So … that kid of yours just announced that s/he is off to spend the summer bumming around the Mediterranean. Don’t panic – they’re not (maybe) going to do all the things you did that fateful year, 1976 or 83 or whatever - instead, tell them if they just do one small favor you’ll forgive them their indiscretions. They MUST stop by the island of Chios or the Turkish city of Cesme and pick you up a kilo of mastic.
Mastic is the sap of a tree that grows in those two places. Packaged as a gooey syrup, it’s a wonderfully weird, sweet and spicy stuff which I LOVE to put atop sticky cinnamon/pecan buns. Unfortunately the last time I was able to do so was a Christmas party in 2009; I ran out shortly thereafter.
Fast forward to early this month, when my wife arrived home from 9 days in Izmir with, you guessed it, four 250-gram tubs in her luggage. (Full disclosure – we don’t think it’s illegal to bring mastic in). Since then I’ve been searching for a new way to use some.
I came up with a strong contender yesterday: deconstructed “Asian” nut dumplings.
Deconstructed? Well, yes … Asian dumplings are supposed to be savory, not sweet. If I hand you what looks like a pork-filled Chinese potsticker and you bite down on nuts, sweetness and a spice bouquet that tastes like a combination of nutmeg, cinnamon, vanilla, pine resin and a hint of hashish, your brain/taste bud connection is going to seriously misfire.
Realizing this, the first thing I did was re-construct, not de-construct. I made the dumpling sticky on the outside (so the fingers knew the treat would be sweet) and gave it an unmistakable sugar-scent by adding maple syrup to the brazing water. However, the dumplings were still not right – they were simply too big. Thumb sized is huge for food as sweet as mastic. That’s when I decided to not only make them smaller, but to open them up – deconstruct them.
I enriched the dough as one more way of instructing the body that these sticky discs were dessert, added prune juice to cut the bitter flavors that come with whole grains, and left out leavening so the “dumpling” would have a chewy texture. Ivory Teff flour augmented the mastic’s spiciness, and walnut oil became my choice for sautéing.
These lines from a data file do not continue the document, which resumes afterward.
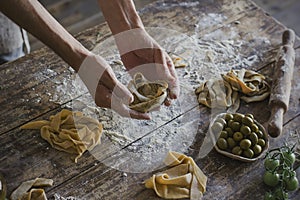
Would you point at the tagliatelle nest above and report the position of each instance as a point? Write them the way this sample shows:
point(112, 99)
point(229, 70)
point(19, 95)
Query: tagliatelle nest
point(246, 85)
point(69, 131)
point(148, 95)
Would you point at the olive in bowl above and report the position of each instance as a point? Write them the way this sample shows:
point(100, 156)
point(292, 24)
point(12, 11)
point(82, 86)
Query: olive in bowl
point(239, 136)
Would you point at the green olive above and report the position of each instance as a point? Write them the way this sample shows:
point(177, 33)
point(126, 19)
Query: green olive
point(222, 143)
point(235, 126)
point(245, 130)
point(229, 131)
point(238, 136)
point(260, 134)
point(222, 121)
point(253, 137)
point(237, 150)
point(248, 153)
point(217, 127)
point(261, 142)
point(224, 134)
point(245, 144)
point(229, 124)
point(231, 143)
point(249, 115)
point(238, 117)
point(247, 121)
point(228, 117)
point(257, 149)
point(254, 128)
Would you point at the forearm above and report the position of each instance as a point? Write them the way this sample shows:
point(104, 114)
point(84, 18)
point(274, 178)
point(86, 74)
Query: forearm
point(120, 15)
point(32, 16)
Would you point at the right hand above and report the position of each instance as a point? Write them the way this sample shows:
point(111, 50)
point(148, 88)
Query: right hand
point(106, 90)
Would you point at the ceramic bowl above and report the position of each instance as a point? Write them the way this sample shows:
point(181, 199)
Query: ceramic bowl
point(237, 157)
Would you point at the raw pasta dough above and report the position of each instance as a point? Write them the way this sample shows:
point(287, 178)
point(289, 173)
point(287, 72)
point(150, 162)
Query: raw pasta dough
point(69, 131)
point(31, 190)
point(147, 95)
point(242, 84)
point(184, 179)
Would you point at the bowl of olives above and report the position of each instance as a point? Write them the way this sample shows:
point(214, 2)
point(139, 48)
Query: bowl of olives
point(239, 136)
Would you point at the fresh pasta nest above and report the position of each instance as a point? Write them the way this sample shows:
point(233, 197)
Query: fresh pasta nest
point(234, 86)
point(148, 95)
point(69, 131)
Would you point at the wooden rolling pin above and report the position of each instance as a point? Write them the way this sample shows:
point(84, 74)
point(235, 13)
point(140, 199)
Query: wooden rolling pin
point(281, 86)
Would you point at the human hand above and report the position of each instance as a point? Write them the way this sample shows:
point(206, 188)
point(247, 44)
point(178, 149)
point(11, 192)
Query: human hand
point(141, 53)
point(104, 87)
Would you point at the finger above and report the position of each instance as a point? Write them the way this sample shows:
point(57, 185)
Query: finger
point(162, 66)
point(103, 97)
point(174, 86)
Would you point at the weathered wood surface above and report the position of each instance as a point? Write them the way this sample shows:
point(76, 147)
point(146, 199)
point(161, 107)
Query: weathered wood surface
point(29, 85)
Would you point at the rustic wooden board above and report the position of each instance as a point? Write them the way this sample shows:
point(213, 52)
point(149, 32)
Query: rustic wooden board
point(27, 156)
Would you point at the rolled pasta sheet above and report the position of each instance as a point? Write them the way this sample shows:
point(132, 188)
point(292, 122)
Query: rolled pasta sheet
point(69, 131)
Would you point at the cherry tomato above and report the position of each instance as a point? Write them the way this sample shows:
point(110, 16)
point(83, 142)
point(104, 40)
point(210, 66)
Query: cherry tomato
point(271, 163)
point(291, 184)
point(271, 179)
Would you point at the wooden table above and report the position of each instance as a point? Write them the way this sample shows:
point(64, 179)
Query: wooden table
point(41, 84)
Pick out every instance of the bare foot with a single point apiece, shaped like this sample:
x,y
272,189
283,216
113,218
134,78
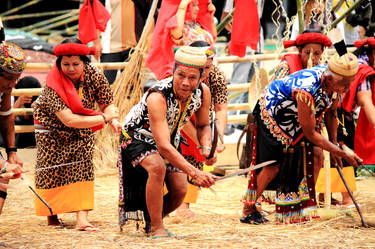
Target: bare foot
x,y
184,211
88,228
54,221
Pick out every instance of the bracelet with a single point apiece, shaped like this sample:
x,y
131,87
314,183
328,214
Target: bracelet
x,y
105,119
10,149
204,147
4,169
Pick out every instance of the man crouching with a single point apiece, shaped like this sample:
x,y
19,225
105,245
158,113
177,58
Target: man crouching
x,y
150,141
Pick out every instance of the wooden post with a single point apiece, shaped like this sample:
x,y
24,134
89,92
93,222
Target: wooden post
x,y
220,27
19,7
33,15
327,175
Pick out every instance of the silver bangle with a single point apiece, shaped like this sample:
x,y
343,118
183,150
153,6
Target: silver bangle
x,y
204,147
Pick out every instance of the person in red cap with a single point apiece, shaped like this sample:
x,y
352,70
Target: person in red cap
x,y
12,64
309,42
65,123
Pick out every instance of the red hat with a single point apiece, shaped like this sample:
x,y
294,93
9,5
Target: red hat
x,y
369,41
308,38
73,49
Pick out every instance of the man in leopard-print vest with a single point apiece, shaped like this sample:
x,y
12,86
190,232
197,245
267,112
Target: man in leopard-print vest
x,y
151,136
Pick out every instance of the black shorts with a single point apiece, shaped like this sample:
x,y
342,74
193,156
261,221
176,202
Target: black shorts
x,y
135,151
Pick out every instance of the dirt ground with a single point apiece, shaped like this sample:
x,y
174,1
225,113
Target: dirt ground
x,y
215,224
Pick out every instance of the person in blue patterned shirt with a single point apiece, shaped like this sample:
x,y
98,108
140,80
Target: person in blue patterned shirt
x,y
288,118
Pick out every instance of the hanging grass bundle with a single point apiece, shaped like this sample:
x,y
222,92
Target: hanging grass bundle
x,y
127,91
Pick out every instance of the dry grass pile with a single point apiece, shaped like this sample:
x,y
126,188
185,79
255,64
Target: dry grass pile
x,y
127,92
215,224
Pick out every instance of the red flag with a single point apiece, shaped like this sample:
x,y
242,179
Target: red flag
x,y
245,27
64,87
91,18
160,58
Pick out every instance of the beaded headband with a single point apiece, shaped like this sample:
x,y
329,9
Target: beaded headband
x,y
12,58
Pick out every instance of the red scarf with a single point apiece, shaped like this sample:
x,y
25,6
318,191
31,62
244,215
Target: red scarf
x,y
160,58
364,138
191,149
91,18
245,27
294,62
363,72
64,87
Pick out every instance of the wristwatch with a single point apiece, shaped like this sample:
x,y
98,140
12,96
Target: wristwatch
x,y
11,149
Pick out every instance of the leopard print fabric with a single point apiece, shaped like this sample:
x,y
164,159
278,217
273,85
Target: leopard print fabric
x,y
64,144
218,88
192,161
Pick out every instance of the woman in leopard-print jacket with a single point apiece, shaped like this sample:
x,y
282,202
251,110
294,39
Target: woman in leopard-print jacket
x,y
214,78
64,130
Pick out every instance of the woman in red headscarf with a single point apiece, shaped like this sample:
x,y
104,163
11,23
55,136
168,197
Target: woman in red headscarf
x,y
179,23
309,42
65,122
362,94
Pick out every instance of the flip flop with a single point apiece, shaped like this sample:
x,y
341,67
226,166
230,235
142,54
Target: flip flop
x,y
89,228
169,235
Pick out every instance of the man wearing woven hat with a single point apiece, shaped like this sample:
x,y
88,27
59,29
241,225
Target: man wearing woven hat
x,y
287,117
12,63
150,141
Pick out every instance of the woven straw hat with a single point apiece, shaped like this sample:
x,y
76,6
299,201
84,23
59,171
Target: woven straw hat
x,y
190,57
12,58
346,65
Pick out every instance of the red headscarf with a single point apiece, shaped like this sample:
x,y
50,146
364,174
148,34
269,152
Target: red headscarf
x,y
91,18
160,58
245,27
64,87
308,38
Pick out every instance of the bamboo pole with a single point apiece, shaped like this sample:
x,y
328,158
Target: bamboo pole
x,y
56,24
20,7
23,111
33,15
327,175
241,87
237,118
300,16
347,12
23,128
50,20
48,66
220,60
26,91
220,27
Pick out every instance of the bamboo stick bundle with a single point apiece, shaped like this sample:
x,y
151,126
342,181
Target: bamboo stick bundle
x,y
20,7
26,91
34,15
67,31
56,24
127,92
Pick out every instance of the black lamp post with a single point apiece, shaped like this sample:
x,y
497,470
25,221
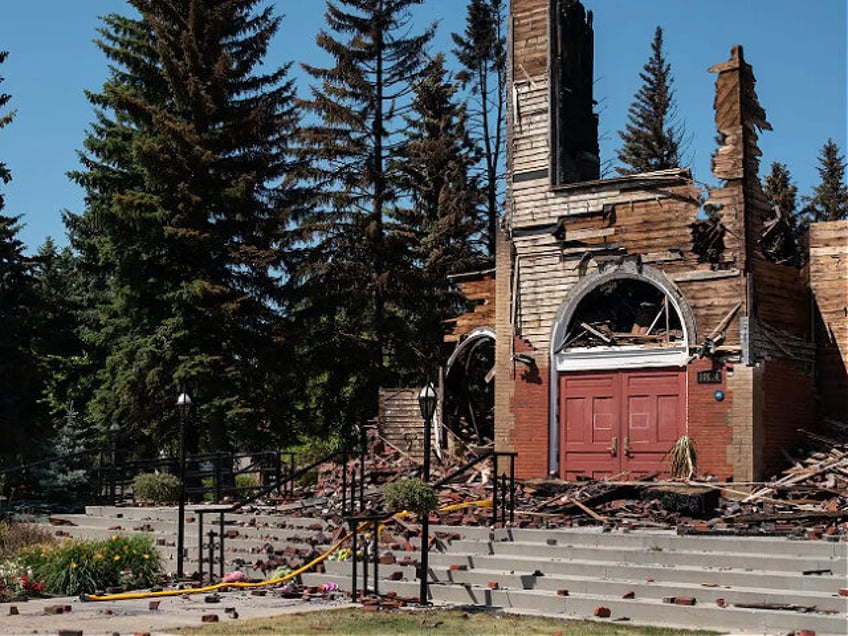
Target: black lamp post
x,y
184,407
427,404
114,431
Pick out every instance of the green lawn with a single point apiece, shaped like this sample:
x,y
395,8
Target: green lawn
x,y
431,622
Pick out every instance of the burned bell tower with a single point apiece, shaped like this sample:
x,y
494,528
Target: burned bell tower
x,y
575,156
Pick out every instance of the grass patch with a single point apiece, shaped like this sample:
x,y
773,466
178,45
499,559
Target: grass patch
x,y
453,622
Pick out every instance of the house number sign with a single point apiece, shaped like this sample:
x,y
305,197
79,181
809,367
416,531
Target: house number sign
x,y
709,377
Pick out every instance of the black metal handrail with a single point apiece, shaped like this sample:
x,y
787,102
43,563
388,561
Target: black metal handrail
x,y
503,485
289,478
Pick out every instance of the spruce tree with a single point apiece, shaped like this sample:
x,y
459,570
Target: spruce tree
x,y
780,191
185,220
829,201
652,138
20,384
481,51
347,266
441,229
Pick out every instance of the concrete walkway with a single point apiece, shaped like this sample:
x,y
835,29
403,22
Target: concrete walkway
x,y
129,617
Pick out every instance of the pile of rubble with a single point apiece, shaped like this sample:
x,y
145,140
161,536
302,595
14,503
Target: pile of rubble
x,y
810,498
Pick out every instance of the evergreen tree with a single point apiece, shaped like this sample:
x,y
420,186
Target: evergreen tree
x,y
20,415
481,50
780,191
347,264
440,226
830,197
652,137
787,230
185,220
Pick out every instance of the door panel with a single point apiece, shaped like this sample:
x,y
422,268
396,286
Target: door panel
x,y
589,405
620,421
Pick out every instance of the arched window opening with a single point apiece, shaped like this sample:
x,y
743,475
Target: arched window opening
x,y
624,312
469,397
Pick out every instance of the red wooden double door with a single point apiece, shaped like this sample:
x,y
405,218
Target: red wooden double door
x,y
622,421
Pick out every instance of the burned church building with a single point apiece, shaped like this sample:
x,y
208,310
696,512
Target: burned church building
x,y
625,313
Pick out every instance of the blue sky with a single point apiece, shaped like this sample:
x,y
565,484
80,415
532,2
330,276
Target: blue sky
x,y
797,49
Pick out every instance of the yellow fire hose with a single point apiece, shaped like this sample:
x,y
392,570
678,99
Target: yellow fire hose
x,y
125,596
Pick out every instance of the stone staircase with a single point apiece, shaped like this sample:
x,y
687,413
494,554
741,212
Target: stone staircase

The results are … interesting: discs the size of silver dollar pancakes, but heavier. They’re a mystifying cross of oriental flavors whacked new-world-ish with maple syrup. I have no idea what to call them – sticky discs maybe (???).
I do suggest that when your kid comes home with the mastic you don’t allocate more than a tablespoon or two to sticky discs. They won’t appeal to everyone’s taste. Those who like them will be ecstatic, though, to find themselves in the company of those who don’t. Mastic is like that – love it or hate it, there’s no middle ground.
(PS: one of the great things about measuring ingredients by weight, not volume, is that you can make a small recipe while retaining accurate proportions. Note the approximations for the filling. I’m thinking more tweaking is needed before raising the bar on accuracy.)
Makes about 12 deconstructed dumplings
Ingredients for the discs:
21 grams cassava (tapioca) flour (NOT tapioca starch)
21 grams Ivory Teff flour (available from Barry Farms)
10 grams unsalted butter
7 grams potato starch
1.5 grams xanthan gum
1 gram potato flour
0.9 grams salt
57 grams water
4 grams prune juice
rice flour for dusting
Ingredients for the “filling”:
@ 1 TBLS Turkish Mastic
6 – 12 walnut halves and/or 2 TBLS pignoli nuts
2 tsp walnut oil for sautéing
@ 1 tsp maple syrup (for brazing)
@ 1 TBLS water (for brazing)
1) Measure and whisk together the disc dry ingredients. Pinch the butter into the dry ingredients as if you were making a pie crust. Add prune juice to water and add both to the flour/butter blend. Stir with a fork until well blended.
2) Dust countertop with the rice flour and turn dough out. It will be thick and a bit sticky but will handle nicely once coated with flour. Press into a rough sheet, then use a rolling pin to flatten to @ 1/8” thick.
3) Use a 1” or 1 1/2” cookie cutter to create discs. Peel these from counter and invert to dust on both sides. Place a 1/4 to 1/2 tsp. dab of mastic on each. Press walnut halves or pignoli nuts into surface.
4) Heat a well-seasoned cast iron frying pan over medium flame until it is about 350 F. Add the walnut oil. Tilt pan around to spread oil into an even layer. Lay the discs on the oil, nut-side up. Allow them to sauté @ 1 minute, or until they are bubbling nicely.
5) Mix maple syrup with brazing water. Pour into frying pan, working to get this under, not on top of, discs. Cover pan immediately and reduce heat to low. Braze 2 minutes.
6) Carefully remove discs (they will be dangerously hot and very sticky) and arrange on a plate. It may be necessary to dust plate with flour and then transfer them to a second plate once they are cool enough to touch. Allow to cool before eating – they are actually better the next day.